Take $A=k[X]$ for example, $X-a_{1}$ is irreducible, $X^2+a_{2}X+a_{3}$ is not irreducible since $k$ is closed and $X^2+a_{2}X+a_{3}=0$ always has roots so we can always reduce it. Thus $(X-a_{1})$ is the maximal ideal.

Definition of a variety

Let $k$ be a closed field. A variety is a subset of $k^n$, a geometric shape of the form

\[V = V(J) = \{ (a_{1},\dots,a_{n}) | f(a_{1},\dots,a_{n})=0 \text{ for all } f\in J \},\]

where $J$ is an ideal of $k[X_{1},\dots,X_{n}]$. Note that $J=(f_{1},\dots,f_{n})$ is finitely generated. The variety of $J$ is nothing but the zero locus of $f_{1},\dots,f_{n}$.

Every maximal ideal corresponds to a point in $k^n$. In other words, there is a 1-2-1 correspondence

\[V(J) \longleftrightarrow \text{m-Spec}, \text{ given by } (a_{1},\dots,a_{n}) \longleftrightarrow (x_{1}-a_{1},\dots,x_{n}-a_{n}),\]

where m-Spec is the set of maximal ideals.

The correspondences V and I

A variety $X \subset k^n$ is by definition the same as $V(J)$ for some ideal $J$. We can regard V as a function that maps an ideal to its variety. There is another function doing the inverse: maps a variety to an ideal:

$I: \{ \text{subsets X of } k^n \} \to \{ \text{ideals of } k[X_{1},\dots,X_{n}]\},$
defined by taking a variety into the maximal ideal.
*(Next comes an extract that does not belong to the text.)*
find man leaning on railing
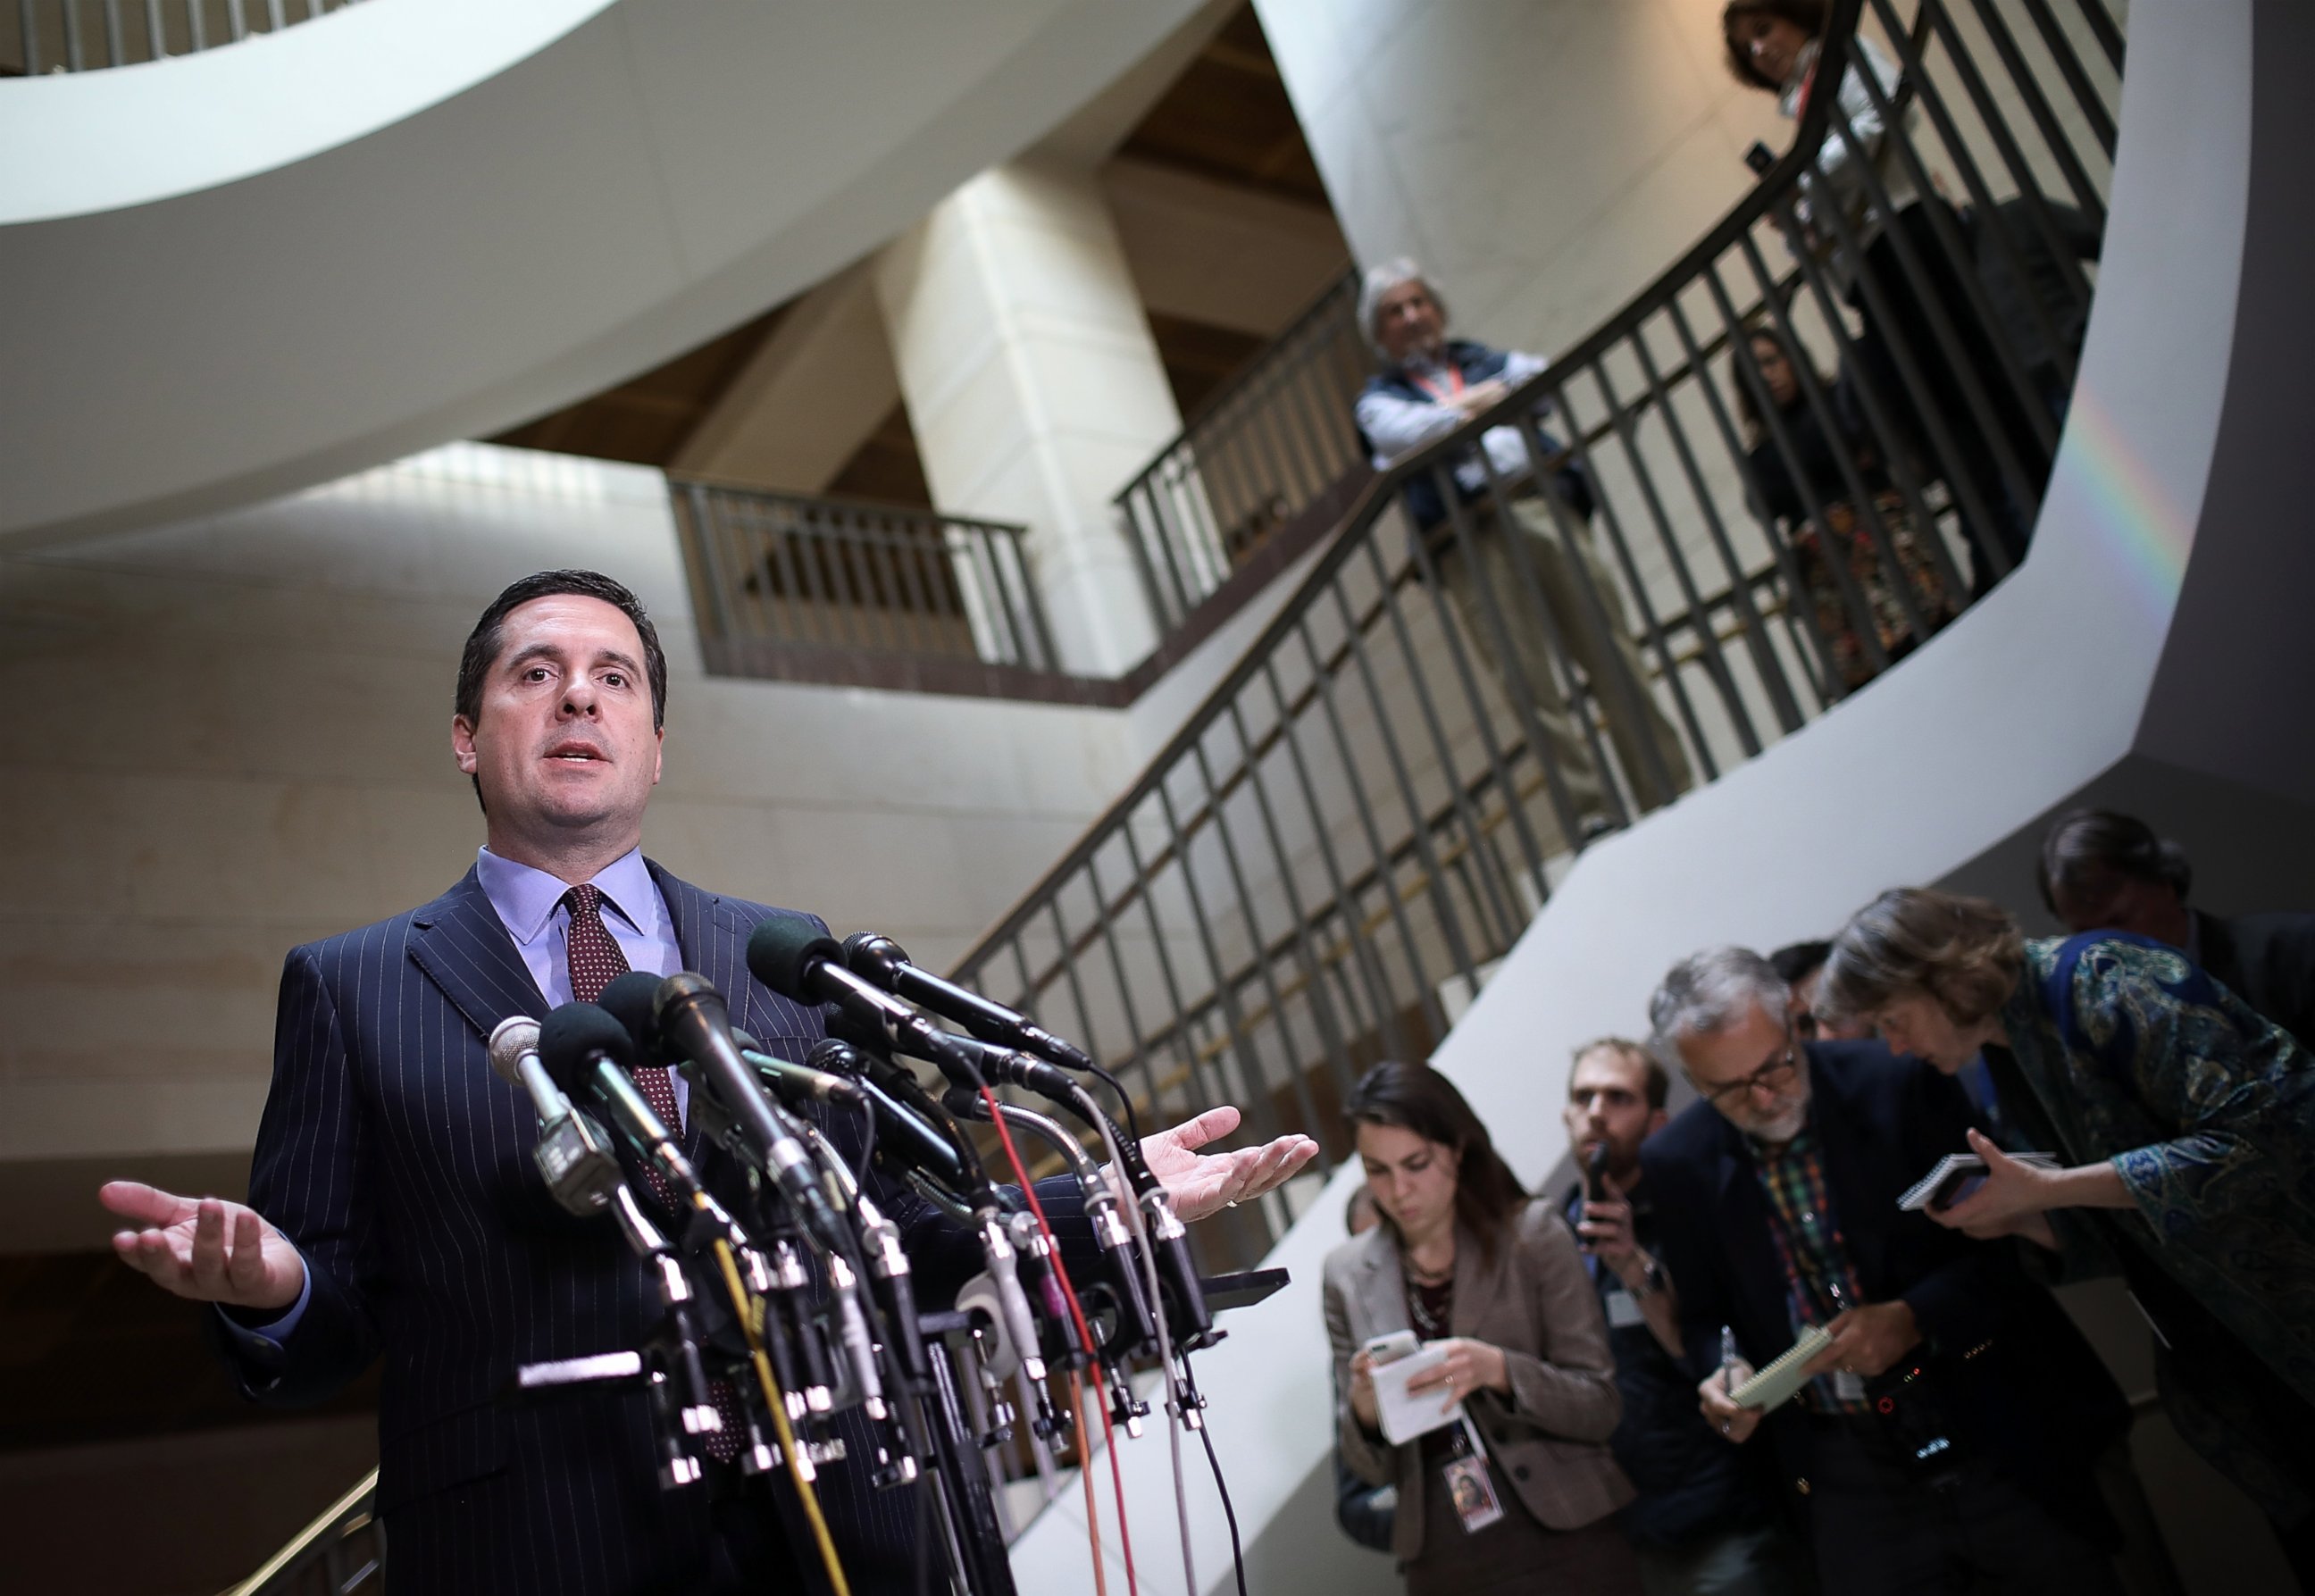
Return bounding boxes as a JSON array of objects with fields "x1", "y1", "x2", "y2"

But, what is the relation between $V(J)$ and the corresponding maximal ideal, namely $I(V(J))$? Are the always the same? That question is answered by

Theorem (Nullstellensatz) Let k be an algebraically closed field.

If $J \subset k[X_{1},\dots,X_{n}]$ but $J \neq k[X_{1},\dots,X_{n}]$, then $V(J) \neq 0$.
$I(V(J)) = \text{rad} J$.

Irreducible variety

A variety is irreducible if it is non-empty and not the union of two proper subvarieties,

Proposition A variety $X=V(J)$ is only irreducible if $I(X)$ is prime, namely irreducible.

$\begin{tikzcd} {\text{radical ideal } j} && {\text{varieties }X\subset k^n} \\ \\ {\text{prime ideal } P} && {\text{irreducible varieties }X\subset k^n} \arrow["\cup", from=3-1, to=1-1] \arrow["\cup", from=3-3, to=1-3] \arrow[tail reversed, from=1-1, to=1-3] \arrow[tail reversed, from=3-1, to=3-3] \end{tikzcd}$

Therefore, Spec $k[X_{1},\dots,X_{n}]$ corresponds to the irreducible varieties.

The Zariski topology on a variety

The varieties form the closed sets of a topology on $k^n$, since

The union of two varieties is again a variety,
\[V(I) \cup V(J) = V(I\cap J) = V(IJ),\]
The intersection of any varieties is again a variety,
$\cap X_{i} = V\left( \sum J_{i} \right)$
The Zariski topology on a variety Y is defined by taking the subvarieties $X \subset Y$ as the closed sets.

The Zariski topology is a very weak topology, that is, it has very few closed sets.